GM: Quelles sont les circonstances qui vous ont amenée à passer la journée à photographier Michael dans un cadre aussi fermé?

KS: Je travaillais pour Melody Maker, un hebdomadaire britannique musical, j’étais leur photographe aux Etats-Unis à l’époque. Susan Blonde d’Epic Records International nous a envoyé Stephen Demorest et moi-même à Los Angeles pour pouvoir photographier Michael et l’interviewer. Je dois dire que Stephen Demorest était l’homme le plus beau et une personne adorable. Nous étions des amis et sommes toujours des amis proches. Plus tard, il est devenu le scénariste principal de Guiding Light et de All My Children et a remporté plusieurs Emmy Awards pour son travail en tant que scénariste de télévision.
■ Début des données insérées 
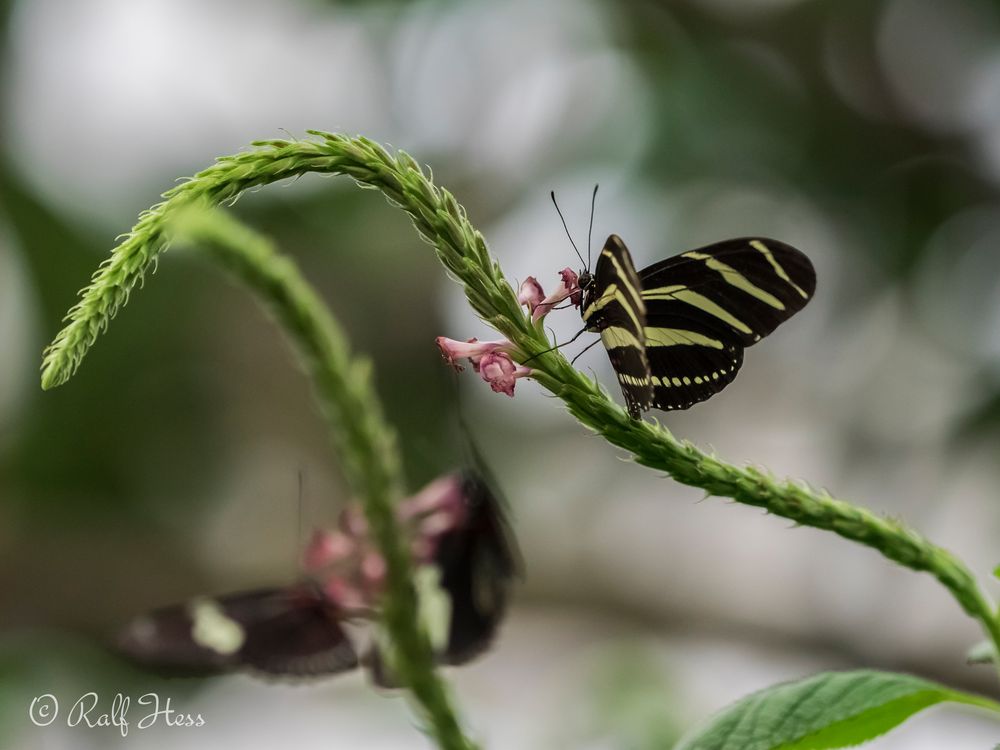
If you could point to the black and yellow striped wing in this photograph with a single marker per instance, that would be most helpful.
(705, 306)
(613, 306)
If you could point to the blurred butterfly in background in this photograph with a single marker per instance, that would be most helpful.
(299, 630)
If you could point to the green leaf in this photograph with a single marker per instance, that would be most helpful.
(981, 653)
(828, 710)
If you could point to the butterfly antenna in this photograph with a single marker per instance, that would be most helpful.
(298, 521)
(590, 229)
(553, 195)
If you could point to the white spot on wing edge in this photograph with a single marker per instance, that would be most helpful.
(213, 629)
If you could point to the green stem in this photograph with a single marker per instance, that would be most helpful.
(366, 444)
(442, 222)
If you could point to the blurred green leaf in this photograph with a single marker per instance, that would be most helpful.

GM: Étiez-vous excitée à l’idée de photographier Michael, ou était-ce juste un boulot comme les autres pour vous?

KS: À cette époque de ma carrière, j’étais couramment envoyée à Los Angeles et, je dois être honnête avec vous, c’était un boulot comme les autres. Epic nous avait proposé de nous installer au Hilton, mais j’ai répondu: ‘Hors de question, on loge au Tropicana.’ Et encore aujourd’hui, Steve a gardé une certaine animosité à ce sujet car un groupe de heavy metal l’a empêché de dormir en faisant la fête toute la nuit et nous devions nous lever tôt le matin pour shooter le tournage de la vidéo. Il m’en reparle encore, mais j’aimais le Tropicana.

GM: Saviez-vous comment cela allait se passer?

KS: Aucun de nous ne le savait. Mon travail consistait essentiellement à photographier Michael durant ces deux tournages vidéo. C’est à l’époque où l’industrie de la musique était très amusante. Nous sommes arrivés sur le plateau et il n’y avait personne. Tout était prêt pour permettre à Michael de tourner les vidéos de Off The Wall [il s’agit en fait de Rock With You] et She’s Out Of My Life. Il y avait juste Michael, Stephen Demorest, qui interviewerait Michael le lendemain, et le manager de Michael derrière moi qui me regardait comme un faucon. Je me souviens de la lumière, elle était vraiment bonne. Je pense que les photos reflètent une certaine âme et sont évocatrices. Il y avait aussi une maquilleuse et deux techniciens. Il y avait moins de 10 personnes sur le plateau.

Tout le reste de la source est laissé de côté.